Adding the bedrock of lean thinking, principles, and
practices to focus on understanding value streams, waste reduction, minimizing
dependencies and handoffs, and instilling a relentless improvement mindset is
vital to success with an agile approach.
Without Lean, Agile often leads to frustration because organizations
attempt to apply team-level solutions to enterprise-level challenges.
Agile + Lean in Scaled Agile (SAFe)
As Dean Leffingwell, creator of SAFe®, correctly said:
“Agile for the teams and Lean for the enterprise.” The Scaled Agile Framework
is built on this principle, yet many implementations fail because they
overemphasize Agile while neglecting Lean.

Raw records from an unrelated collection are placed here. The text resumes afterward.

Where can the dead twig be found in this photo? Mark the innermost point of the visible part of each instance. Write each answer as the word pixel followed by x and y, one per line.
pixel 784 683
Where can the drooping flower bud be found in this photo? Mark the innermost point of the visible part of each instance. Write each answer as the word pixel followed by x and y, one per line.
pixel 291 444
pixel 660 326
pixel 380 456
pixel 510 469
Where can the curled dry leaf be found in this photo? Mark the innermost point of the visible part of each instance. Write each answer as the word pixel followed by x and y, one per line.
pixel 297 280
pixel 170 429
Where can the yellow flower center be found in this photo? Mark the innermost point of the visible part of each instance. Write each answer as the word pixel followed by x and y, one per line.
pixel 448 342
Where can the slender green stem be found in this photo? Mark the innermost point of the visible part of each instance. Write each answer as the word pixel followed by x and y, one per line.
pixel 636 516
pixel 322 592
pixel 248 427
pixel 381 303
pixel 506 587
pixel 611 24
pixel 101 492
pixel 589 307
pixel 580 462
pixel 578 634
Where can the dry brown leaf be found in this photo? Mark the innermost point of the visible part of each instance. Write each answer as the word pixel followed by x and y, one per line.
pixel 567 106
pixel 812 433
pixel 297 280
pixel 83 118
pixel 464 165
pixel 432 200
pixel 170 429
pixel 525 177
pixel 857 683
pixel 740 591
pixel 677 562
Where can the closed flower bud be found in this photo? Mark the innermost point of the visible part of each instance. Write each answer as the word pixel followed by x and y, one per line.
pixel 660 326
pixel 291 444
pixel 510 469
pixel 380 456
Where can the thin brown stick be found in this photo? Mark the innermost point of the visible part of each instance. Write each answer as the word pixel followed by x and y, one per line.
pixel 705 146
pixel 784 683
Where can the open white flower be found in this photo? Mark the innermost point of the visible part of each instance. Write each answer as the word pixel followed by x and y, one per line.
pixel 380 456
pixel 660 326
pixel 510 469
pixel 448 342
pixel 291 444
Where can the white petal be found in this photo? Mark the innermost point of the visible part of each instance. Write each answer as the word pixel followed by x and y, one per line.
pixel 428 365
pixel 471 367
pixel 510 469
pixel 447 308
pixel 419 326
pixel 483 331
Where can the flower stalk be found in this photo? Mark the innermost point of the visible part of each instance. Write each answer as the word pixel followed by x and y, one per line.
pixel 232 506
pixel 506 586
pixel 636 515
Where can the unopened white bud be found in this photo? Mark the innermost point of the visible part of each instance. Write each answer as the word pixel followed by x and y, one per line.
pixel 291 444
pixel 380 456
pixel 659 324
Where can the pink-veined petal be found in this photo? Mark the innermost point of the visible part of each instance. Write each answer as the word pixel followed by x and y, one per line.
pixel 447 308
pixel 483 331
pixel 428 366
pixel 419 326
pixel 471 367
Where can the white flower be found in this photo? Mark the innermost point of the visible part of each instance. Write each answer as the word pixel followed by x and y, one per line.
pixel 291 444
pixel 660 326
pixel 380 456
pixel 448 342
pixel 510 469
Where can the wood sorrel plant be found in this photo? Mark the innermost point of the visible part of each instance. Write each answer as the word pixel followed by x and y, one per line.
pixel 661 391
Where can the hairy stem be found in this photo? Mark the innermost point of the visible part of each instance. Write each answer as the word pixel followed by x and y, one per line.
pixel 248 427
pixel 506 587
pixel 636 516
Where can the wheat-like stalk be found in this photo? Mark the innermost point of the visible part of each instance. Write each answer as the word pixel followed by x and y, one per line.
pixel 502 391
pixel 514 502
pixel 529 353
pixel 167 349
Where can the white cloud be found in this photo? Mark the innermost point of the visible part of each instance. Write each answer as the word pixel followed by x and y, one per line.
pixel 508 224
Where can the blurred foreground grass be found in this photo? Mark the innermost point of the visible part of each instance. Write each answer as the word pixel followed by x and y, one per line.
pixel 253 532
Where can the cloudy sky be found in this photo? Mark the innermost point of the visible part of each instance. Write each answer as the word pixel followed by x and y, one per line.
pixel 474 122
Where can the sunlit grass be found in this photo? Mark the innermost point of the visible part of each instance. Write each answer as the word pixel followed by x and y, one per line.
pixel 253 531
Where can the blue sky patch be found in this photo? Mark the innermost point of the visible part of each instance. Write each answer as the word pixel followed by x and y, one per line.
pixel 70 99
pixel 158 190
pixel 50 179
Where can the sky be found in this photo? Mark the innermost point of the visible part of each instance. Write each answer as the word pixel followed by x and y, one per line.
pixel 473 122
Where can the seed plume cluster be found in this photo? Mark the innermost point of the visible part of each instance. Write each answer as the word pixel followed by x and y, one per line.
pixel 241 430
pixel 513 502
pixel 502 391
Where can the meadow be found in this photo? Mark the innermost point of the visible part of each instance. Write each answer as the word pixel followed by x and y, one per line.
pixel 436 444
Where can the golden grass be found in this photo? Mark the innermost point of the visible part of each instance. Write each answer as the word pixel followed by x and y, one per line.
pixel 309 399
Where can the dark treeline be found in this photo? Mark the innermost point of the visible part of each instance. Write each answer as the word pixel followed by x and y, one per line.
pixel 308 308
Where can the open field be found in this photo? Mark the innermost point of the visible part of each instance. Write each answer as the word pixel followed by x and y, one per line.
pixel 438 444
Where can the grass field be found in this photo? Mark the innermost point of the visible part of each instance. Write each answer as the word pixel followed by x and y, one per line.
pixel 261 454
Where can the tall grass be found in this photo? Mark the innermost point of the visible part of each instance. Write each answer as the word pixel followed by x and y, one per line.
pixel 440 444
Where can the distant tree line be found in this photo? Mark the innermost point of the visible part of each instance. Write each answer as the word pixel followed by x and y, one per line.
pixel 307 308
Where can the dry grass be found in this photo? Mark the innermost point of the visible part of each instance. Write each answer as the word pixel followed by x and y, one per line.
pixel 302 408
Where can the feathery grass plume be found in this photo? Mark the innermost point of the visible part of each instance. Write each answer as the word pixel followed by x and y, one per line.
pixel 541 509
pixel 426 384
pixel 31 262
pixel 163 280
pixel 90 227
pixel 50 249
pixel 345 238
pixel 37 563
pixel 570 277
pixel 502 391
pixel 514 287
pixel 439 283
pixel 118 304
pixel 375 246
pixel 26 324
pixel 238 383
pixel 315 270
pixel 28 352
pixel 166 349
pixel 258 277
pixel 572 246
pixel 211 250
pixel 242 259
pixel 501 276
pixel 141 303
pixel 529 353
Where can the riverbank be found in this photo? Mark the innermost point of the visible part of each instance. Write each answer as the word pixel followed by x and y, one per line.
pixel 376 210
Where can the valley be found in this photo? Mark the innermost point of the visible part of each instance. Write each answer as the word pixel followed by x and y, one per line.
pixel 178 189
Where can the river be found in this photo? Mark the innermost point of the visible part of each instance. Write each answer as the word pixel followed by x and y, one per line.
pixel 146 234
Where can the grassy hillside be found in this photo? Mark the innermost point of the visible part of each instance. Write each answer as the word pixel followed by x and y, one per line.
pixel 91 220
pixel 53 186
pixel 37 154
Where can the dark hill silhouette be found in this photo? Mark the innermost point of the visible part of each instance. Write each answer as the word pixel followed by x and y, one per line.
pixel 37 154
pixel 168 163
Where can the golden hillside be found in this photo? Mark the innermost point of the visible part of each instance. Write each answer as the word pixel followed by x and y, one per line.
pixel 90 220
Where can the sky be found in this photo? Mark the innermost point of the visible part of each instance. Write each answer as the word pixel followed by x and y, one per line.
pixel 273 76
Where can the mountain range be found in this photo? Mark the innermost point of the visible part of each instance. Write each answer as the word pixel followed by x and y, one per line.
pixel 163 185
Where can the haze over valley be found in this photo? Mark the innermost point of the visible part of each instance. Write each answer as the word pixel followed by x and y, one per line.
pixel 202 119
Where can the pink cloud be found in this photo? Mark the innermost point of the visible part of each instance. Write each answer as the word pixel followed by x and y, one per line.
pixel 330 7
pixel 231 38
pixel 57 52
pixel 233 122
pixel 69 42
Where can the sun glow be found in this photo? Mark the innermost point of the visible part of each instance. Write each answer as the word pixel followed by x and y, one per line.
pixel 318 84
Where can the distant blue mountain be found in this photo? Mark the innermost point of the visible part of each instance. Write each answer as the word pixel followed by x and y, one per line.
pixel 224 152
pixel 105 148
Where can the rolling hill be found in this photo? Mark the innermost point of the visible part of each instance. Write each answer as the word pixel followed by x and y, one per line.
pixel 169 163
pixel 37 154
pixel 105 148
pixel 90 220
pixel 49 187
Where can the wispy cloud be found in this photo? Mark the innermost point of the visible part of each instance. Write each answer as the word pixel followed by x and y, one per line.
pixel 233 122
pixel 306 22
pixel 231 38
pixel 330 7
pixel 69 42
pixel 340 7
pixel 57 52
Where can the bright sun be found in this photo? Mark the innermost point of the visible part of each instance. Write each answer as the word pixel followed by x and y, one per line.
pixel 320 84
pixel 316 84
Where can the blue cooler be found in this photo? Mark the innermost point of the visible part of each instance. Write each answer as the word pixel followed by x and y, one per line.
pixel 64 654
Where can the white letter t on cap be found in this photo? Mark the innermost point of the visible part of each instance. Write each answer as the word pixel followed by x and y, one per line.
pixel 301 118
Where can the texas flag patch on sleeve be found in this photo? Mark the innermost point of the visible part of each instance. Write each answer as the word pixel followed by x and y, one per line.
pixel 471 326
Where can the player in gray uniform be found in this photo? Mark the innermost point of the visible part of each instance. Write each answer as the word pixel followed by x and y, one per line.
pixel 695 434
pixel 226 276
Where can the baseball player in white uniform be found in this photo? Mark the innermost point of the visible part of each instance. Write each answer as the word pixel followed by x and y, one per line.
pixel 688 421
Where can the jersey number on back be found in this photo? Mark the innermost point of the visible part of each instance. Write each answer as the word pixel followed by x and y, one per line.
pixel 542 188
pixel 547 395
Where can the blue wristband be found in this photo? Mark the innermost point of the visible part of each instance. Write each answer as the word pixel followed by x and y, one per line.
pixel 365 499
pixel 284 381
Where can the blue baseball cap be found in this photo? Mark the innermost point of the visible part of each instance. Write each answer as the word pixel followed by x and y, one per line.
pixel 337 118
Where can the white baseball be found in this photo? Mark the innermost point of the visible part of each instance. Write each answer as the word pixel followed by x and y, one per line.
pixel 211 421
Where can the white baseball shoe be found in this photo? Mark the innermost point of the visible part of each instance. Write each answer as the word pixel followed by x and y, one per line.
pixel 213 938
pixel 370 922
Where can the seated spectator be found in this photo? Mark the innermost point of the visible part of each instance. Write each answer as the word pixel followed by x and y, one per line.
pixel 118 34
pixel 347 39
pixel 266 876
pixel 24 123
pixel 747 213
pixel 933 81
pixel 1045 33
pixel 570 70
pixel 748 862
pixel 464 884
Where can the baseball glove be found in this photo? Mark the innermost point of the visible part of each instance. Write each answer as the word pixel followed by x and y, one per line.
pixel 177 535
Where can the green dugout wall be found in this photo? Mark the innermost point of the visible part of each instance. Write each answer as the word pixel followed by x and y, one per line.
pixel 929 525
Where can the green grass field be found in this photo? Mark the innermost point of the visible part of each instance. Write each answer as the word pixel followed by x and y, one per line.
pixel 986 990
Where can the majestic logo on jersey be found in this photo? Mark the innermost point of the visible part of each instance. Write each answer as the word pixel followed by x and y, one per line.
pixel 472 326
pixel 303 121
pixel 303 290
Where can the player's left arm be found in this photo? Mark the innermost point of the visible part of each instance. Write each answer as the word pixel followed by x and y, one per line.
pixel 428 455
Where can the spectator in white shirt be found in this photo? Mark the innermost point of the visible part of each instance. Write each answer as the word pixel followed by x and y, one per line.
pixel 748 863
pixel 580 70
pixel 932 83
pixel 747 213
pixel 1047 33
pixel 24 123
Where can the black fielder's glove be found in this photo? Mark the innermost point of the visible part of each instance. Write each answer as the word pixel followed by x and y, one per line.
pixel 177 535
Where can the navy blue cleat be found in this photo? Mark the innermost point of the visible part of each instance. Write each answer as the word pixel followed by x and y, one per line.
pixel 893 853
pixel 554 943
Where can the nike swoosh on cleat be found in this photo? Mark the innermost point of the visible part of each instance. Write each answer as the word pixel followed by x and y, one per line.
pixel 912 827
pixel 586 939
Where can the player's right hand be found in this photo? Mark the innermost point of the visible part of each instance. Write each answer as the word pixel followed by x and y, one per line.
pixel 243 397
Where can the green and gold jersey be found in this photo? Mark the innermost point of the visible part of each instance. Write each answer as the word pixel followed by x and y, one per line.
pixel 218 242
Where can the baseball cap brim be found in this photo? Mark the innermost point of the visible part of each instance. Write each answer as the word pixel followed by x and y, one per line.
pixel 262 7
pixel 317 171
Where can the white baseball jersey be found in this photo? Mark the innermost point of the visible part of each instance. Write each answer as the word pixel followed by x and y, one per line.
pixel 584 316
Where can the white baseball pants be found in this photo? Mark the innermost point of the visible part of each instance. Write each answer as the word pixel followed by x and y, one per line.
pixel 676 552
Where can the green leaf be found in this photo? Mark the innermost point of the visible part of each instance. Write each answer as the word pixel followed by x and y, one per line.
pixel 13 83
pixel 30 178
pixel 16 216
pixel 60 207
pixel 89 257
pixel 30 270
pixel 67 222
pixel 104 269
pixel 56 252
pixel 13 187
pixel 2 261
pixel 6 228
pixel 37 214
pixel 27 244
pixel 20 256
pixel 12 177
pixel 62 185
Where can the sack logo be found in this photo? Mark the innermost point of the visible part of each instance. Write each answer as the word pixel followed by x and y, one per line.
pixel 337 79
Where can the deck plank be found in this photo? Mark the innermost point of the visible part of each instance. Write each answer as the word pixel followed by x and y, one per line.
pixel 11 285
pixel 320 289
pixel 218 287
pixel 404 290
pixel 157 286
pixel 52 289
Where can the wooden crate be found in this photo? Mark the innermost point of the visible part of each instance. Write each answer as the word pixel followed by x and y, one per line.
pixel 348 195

What happens when Lean is missing:
- Teams
deliver incrementally, but enterprise-wide bottlenecks (e.g.,
dependencies, handoffs, or unclear value streams) slow progress.
- Improvements
are localized, but systemic inefficiencies remain hidden.
- Agile
is expected to “cure” everything, leading to disappointment.
The Antibiotic Analogy: Applying the Right Treatment
Antibiotics are a key component of today’s medical
field. However, they cannot cure
everything. Agile is like a powerful antibiotic,
effective at solving specific issues like team collaboration and incremental
delivery. But when applied broadly to systemic organizational issues, it fails
to deliver results, just as antibiotics can’t treat cancer. Lean acts as the
enterprise-level treatment, addressing large-scale inefficiencies by improving
the overall flow of value.
Practical Steps for Success:
- Assess
your current SAFe® or Agile implementation: Are you applying Agile
principles where Lean practices are required?
- Map
and optimize your value streams: Use Lean principles to understand
where delays, waste, and bottlenecks occur.
- Combine
Agile’s team delivery with Lean’s flow efficiency: This ensures local
improvements translate into enterprise-level outcomes.
- Focus
on relentless improvement: Lean instills a relentless improvement
mindset across the organization.
Conclusion:
Agile, when used correctly, is incredibly powerful at the team level. But
without the foundational support of Lean principles, organizations will
continue to struggle with scalability and efficiency. Lean and Agile are two
sides of the same coin—embrace both to unlock their full potential.